Noah rifletté su quelle parole, non capiva a cosa si stesse riferendo. «Cosa? Cos'è che ti preoccupa?»
«Evelyn» rispose. «Tu sei il nuovo capo, ma fin quando sarò in vita nessuna potrà prendere il posto di femmina Alfa. A meno che io non decida di lasciare il mio posto...»
«Eve non ha intenzione di prendere il tuo posto» protestò Noah alzando un sopracciglio.
«Lo so. Non è questo il punto. Se potessi le cederei volentieri la mia carica. Lei non è un licantropo, è un'umana. Credi che i Saggi... che Awan accetterà mai un simile affronto? Un'umana non può diventare un Alfa. Loro ti chiederanno di avere una compagna, qualcuno con cui avere degli eredi licantropo.»
Noah si rabbuiò. Aveva sempre cercato di non pensare a quell'eventualità,ma adesso sua madre gli aveva aperto gli occhi e avrebbe dovuto affrontare quel problema.
Era la verità; anche se Evelyn era un non-lupo, non cambiava le cose. Cosa doveva fare? Non lo sapeva, l'unica certezza era che non avrebbe mai abbandonato Eve. Forse la sua unica possibilità era quella di scegliere, ma come avrebbe mai potuto?
«Li farò ragionare, farò qualsiasi cosa!» esclamò alzandosi.
«Sarà difficile, molto difficile.»
«Non lascerò andare via Evelyn, non lo farei mai!»

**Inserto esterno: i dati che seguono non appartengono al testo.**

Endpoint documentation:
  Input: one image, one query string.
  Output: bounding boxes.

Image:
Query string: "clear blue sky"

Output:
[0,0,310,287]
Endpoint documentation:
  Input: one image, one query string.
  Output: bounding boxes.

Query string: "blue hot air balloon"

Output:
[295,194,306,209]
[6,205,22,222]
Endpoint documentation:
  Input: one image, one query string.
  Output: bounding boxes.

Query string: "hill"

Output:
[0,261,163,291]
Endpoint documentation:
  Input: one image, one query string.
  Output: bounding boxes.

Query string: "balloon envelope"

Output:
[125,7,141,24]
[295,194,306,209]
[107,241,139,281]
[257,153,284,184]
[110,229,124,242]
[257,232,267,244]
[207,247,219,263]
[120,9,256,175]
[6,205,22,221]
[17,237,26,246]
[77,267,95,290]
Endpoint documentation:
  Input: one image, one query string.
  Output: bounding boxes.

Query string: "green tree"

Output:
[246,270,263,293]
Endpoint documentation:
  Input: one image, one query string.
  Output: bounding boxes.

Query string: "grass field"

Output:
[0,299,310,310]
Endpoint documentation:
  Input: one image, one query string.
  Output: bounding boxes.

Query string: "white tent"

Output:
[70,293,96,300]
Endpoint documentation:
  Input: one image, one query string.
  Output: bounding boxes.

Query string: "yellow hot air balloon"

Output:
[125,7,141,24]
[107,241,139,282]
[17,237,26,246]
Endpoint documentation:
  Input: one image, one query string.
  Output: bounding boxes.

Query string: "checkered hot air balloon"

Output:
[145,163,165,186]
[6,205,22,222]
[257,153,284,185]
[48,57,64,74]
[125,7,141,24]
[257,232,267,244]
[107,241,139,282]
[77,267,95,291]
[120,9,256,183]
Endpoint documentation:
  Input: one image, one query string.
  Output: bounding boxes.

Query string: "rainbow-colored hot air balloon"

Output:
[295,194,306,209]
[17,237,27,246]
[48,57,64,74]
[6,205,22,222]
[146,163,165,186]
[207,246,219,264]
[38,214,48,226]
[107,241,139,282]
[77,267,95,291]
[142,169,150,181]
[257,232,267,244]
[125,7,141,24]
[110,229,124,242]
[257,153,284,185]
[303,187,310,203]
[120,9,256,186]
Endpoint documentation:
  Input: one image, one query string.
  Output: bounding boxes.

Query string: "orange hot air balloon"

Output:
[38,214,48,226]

«Calmati, Noah. Io sono dalla tua parte, ti aiuterò. Devi sapere che ci vorrà del tempo» Elisabeth rifletté velocemente, la sua fronte si aggrottò. «C'è anche un'altra scelta...» concluse poi.
Noah la fermò subito. Pensare all'altra opzione era impossibile, non lo avrebbe mai chiesto a Evelyn. «No. Sarebbe troppo pericoloso...»
La madre annuì, anche lei conosceva bene il rischio che avrebbe corso la ragazza. «Bene, allora cercheremo di convincerli» disse sospirando.
Noah grugnì, scuotendo il capo. Il minimo di pace che era riuscito a ottenere in quei mesi, si era appena volatilizzata.